Wednesday's child is full of woe...

So claims the old nursery rhyme. I was born on a Wednesday, and now the clocks and calendars have ticked their way around to make my birthday a Wednesday again, landing where I started off oh so many years ago.

It's not the most spectacular of birthdays -- I'm home nursing a cold that would probably be going away by now if I'd taken better care of it sooner. But, as usual, crisis piled on crisis, urgency upon urgency, and 30,000 emails that I'd been inquiring about for the past ten months suddenly had to be handled immediately, and I went in to work on two drizzly days that now seem to have replicated themselves in my nostrils and lungs.
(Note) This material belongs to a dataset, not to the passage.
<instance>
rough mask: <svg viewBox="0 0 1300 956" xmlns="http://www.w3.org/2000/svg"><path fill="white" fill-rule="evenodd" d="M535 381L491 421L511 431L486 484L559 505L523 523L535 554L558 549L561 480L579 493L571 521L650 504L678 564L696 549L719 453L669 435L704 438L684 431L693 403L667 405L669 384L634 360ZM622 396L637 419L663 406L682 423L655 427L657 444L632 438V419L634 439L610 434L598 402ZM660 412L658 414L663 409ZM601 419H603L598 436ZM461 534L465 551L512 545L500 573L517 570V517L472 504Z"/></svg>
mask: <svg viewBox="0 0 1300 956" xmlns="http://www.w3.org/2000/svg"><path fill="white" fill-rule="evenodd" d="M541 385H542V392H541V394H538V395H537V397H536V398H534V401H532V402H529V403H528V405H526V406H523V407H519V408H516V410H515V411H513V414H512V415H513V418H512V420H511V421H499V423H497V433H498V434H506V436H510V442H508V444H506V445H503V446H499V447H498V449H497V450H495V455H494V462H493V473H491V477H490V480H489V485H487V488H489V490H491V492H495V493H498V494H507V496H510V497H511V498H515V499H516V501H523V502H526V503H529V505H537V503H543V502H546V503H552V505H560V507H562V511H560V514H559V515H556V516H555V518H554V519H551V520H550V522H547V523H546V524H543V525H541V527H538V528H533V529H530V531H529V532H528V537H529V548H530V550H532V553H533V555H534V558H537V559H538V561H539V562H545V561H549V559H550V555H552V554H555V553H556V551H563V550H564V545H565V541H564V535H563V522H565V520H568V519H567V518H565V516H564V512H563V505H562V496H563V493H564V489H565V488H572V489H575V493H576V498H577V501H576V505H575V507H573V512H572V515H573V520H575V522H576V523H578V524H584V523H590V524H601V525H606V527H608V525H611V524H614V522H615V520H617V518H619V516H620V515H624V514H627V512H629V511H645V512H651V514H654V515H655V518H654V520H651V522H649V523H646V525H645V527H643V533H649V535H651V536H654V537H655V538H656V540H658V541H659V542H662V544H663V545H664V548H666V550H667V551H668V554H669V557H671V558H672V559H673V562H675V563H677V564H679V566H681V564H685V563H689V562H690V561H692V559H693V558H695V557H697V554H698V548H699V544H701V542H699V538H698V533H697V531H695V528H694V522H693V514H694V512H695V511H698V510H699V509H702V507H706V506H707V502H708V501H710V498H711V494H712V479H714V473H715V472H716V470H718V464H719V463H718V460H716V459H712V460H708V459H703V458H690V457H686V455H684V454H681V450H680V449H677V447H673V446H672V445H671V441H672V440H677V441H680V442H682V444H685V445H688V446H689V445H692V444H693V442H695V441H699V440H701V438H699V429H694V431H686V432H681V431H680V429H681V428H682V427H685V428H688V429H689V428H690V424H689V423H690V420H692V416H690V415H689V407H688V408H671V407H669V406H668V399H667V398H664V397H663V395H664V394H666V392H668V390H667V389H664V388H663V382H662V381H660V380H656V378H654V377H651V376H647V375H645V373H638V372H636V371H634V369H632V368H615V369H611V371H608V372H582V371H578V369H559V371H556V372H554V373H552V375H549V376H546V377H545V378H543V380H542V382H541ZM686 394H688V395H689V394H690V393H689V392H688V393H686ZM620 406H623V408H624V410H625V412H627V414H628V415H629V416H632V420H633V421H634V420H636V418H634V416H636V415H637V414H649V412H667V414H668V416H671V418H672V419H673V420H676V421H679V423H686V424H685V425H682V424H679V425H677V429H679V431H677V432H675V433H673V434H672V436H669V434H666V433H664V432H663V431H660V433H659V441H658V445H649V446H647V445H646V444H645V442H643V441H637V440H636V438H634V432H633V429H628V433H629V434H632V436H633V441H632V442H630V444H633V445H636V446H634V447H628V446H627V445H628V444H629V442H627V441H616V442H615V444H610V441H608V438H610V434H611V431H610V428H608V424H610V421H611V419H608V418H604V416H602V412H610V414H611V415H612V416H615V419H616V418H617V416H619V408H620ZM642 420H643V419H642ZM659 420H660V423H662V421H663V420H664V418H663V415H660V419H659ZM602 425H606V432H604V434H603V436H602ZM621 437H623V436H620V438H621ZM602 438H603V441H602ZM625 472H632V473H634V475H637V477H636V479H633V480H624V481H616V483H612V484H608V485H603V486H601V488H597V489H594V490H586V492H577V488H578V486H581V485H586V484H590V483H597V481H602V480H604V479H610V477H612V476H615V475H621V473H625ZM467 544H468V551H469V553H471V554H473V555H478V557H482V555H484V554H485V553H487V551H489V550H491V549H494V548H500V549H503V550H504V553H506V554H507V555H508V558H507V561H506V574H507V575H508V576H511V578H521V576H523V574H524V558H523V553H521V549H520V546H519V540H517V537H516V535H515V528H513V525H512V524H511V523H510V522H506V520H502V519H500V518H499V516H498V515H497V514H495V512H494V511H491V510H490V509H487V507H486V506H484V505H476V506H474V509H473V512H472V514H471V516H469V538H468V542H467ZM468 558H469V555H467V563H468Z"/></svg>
I still had to do an urgent conference call this morning, but at least I got to do it lying down.

But I'm seldom woeful anymore, despite the gloomy predictions of Mother Goose. I'm grateful for all my blessings, mostly that I continue to find everything so interesting. I'm insatiably curious about this world, and amazed and awestruck by its infinite charms. Which do outweigh -- if only by a sliver, a hair, a quark -- the almost overwhelming list of its sorrows and tragedies.

They have not left me unscathed. But as Elton John might say, I'm still standing.

The picture is for no particular reason except that I've always liked it, me sitting on a hotel balcony in Paris on a June evening in 1995.


Sunday, June 3, 2012

How the land remembers the river

Downstream, inside the Lower Zambezi National Park, and not that close to the water's edge, it's still left its mark.




So I lied

I thought I didn't get many clear pictures of the surreal eroded red landscape of Zambia, but I've found some more I want to share. These are the eerie riverbanks, where you can see tree roots almost completely exposed to the air, and trees that have died as a result, toppling into the water. Click to see better.




Sunday bird blogging



I missed most of the migrating birds in Central Park this spring, but here's one I did catch -- a Baltimore oriole, a vivid reminder that we have some eye-catching birds in North America as well.

Saturday, June 2, 2012

Impalas


This is probably the end of Africa, except for some bird pictures I'll post on the usual Sundays. I overlooked this picture at first because it wasn't tack sharp, as the serious photographers say, but it captures some of how Zambia felt sometimes, as though the world was brand new and we were the first to see it.